Re: [R] simulation dichotomous data

2014-08-01 Thread Charles Determan Jr
Please remember the 'reply all' for the r-help page.

First Question: How can i use Pearson correlation with dichotomous data? i
want to use a correlation between dichotomous variables like spearman
correlation in ordered categorical variables?

cor(variable1, variable2, *method = pearson*)

Second Question: Would like two separate populations (1000 samples, 10
var).  Variables *within* datasets highly correlated, minimal correlation
*between* datasets.

As I have stated in a previous response, the code you have is sufficient.
You can go through as many variables as you like *for each dataset* and
induce correlations.  You should do this for as many variables as you
require to be correlated.  As the code induces these correlations randomly,
there should be *minimal* correlation between datasets but still some if
the datasets have the same structure (same variables correlated within).
If different variables are correlated within each, then the correlation
between datasets would likely be lower.  It is extremely unrealistic to
believe that there will be absolutely no correlation between datasets so
you must decide at which point you consider it sufficiently low.

One final point, in the code section # subset variable to have a stronger
correlation, you can only do one at a time or you must change the name of
the second object otherwise you are just overwriting the previous 'v1'.

You have described what you want to me and you have the code to do it.  The
major hurdle here would be an implementation of some 'for loops', which is
not terribly complex if you are working on your programming.  However, they
are not necessary if you just want to write several lines with new object
names for each variable in each dataset.  Give it a try, you know how to
induce correlations now.  Just chose which variables to correlate and do it
for all of those for each dataset and compare.

Regards,
Dr. Charles Determan


On Thu, Jul 31, 2014 at 9:10 AM, thanoon younis thanoon.youni...@gmail.com
wrote:

 Many thanks to you

 firstly : how can i use Pearson correlation with dichotomous data? i want
 to use a correlation between dichotomous variables like spearman
 correlation in ordered categorical variables.

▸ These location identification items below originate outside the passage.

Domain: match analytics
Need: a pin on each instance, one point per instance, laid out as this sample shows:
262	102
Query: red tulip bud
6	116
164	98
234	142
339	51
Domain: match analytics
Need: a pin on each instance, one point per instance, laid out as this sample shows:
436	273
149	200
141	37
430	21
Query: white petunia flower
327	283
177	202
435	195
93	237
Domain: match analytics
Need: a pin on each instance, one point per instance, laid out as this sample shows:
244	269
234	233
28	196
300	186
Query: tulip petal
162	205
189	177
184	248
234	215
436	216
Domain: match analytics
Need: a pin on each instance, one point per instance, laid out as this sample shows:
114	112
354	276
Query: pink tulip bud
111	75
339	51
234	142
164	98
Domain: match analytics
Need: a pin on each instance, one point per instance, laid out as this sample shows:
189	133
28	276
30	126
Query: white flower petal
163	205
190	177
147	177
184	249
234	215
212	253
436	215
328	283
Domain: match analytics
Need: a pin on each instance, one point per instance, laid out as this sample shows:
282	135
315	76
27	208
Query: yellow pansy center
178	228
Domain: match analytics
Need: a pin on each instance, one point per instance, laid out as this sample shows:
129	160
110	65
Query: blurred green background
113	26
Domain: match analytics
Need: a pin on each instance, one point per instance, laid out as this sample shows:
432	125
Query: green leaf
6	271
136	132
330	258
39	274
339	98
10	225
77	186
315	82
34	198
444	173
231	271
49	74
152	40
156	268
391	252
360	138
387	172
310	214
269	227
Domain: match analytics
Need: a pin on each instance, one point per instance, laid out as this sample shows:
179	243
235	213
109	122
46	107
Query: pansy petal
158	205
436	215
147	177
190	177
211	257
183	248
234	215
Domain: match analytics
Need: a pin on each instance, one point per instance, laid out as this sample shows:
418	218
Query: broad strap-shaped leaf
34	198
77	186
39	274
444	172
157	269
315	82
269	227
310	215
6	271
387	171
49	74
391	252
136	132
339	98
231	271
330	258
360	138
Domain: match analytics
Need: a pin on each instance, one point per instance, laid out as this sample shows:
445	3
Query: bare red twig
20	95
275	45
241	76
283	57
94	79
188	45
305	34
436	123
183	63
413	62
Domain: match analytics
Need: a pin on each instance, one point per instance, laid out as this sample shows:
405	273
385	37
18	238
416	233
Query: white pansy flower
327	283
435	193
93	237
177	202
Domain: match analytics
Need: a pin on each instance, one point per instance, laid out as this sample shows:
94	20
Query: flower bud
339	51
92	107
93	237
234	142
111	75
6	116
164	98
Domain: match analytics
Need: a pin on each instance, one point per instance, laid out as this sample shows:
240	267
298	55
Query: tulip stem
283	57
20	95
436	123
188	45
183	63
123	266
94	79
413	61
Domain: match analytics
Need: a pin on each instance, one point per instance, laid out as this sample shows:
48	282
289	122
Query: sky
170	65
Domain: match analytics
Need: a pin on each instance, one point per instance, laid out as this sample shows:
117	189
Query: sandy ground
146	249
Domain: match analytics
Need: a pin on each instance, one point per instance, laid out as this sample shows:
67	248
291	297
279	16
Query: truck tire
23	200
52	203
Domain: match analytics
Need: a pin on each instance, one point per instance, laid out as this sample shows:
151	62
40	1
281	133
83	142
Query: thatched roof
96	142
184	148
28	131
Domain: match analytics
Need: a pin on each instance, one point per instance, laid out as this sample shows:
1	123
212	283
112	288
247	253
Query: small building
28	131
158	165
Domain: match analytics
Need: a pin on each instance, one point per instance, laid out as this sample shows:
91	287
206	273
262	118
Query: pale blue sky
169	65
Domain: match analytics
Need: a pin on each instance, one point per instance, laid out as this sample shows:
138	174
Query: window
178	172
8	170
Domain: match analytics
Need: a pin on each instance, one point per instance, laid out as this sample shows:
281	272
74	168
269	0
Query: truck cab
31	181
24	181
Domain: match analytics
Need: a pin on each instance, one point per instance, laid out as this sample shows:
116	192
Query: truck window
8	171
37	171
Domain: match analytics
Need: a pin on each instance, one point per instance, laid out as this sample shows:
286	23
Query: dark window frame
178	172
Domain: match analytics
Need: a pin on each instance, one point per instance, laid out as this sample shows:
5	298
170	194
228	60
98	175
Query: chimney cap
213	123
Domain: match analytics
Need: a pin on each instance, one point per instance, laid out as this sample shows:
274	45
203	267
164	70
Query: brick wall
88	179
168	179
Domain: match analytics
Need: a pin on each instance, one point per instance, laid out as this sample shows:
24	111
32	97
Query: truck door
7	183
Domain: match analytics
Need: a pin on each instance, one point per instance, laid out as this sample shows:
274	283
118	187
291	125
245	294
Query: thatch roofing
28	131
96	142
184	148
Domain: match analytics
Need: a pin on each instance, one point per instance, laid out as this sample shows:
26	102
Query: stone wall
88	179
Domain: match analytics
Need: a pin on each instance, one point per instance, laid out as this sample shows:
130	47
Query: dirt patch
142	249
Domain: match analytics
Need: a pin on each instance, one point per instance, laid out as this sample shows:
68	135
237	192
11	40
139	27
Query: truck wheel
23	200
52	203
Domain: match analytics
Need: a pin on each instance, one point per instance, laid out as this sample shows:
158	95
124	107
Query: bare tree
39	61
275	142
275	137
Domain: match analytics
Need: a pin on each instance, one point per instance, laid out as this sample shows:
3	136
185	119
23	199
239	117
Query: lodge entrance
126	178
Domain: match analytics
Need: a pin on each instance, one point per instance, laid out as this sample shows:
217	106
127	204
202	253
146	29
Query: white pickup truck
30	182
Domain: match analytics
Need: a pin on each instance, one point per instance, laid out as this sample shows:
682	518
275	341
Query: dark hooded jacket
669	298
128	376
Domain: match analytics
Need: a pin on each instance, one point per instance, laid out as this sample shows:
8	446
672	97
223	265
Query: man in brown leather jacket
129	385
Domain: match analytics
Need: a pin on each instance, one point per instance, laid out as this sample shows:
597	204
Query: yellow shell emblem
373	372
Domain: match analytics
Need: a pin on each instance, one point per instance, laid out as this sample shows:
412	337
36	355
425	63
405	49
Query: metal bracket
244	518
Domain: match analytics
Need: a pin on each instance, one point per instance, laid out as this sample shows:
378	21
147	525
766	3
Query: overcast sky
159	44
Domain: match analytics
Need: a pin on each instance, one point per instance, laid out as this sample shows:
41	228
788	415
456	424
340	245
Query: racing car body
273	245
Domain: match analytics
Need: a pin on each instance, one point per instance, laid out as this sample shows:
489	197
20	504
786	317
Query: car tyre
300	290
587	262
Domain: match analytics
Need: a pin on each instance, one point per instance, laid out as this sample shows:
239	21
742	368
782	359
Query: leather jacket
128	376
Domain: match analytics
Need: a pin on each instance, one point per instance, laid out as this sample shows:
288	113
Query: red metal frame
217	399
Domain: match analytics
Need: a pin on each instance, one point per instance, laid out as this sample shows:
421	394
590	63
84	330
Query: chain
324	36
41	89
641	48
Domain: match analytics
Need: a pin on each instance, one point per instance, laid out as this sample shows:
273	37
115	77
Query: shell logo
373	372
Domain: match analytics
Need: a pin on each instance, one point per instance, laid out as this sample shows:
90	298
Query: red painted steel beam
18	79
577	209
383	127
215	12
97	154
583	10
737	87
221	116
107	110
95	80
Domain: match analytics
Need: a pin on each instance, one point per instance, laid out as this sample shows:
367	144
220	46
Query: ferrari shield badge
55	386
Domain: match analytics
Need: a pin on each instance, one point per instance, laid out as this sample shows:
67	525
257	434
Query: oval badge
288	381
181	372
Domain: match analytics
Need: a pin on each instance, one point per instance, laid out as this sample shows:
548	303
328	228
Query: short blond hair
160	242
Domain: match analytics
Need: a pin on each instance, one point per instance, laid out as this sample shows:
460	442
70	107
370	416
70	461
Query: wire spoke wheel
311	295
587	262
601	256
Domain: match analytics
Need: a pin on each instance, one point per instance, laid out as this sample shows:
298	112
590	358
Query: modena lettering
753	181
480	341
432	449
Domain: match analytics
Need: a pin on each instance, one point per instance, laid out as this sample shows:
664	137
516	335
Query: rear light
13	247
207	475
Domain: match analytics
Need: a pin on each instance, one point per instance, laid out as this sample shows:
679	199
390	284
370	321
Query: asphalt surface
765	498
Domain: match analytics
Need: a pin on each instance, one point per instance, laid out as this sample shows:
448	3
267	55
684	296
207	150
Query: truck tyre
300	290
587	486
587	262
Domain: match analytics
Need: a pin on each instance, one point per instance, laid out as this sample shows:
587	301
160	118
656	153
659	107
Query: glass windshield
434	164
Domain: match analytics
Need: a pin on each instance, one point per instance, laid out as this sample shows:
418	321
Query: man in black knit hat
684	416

 secondly: i have two different population and each population has 1000
 samples and 10 var. so i want to put a high correlation coefficient between
 variables in the  first population and also put a high correlation
 coefficient between variables in the  second population and no correlation
 between two populations because i want to use multiple group structural
 equation models.


 many thanks again

 Thanoon




 On 31 July 2014 16:45, Charles Determan Jr deter...@umn.edu wrote:

 Thanoon,

 You should still send the question to the R help list even when I helped
 you with the code you are currently using.  I will not always know the best
 way or even how to proceed with some questions.  As for to your question
 with the code below.

 Firstly, there is no 'phi' method for cor in base R.  If you are using
 it, you must have neglected to include a package you are using.  However,
 given that the phi coefficient is equal to the pearson coefficient for
 dichotomous data, you can use the 'pearson' method.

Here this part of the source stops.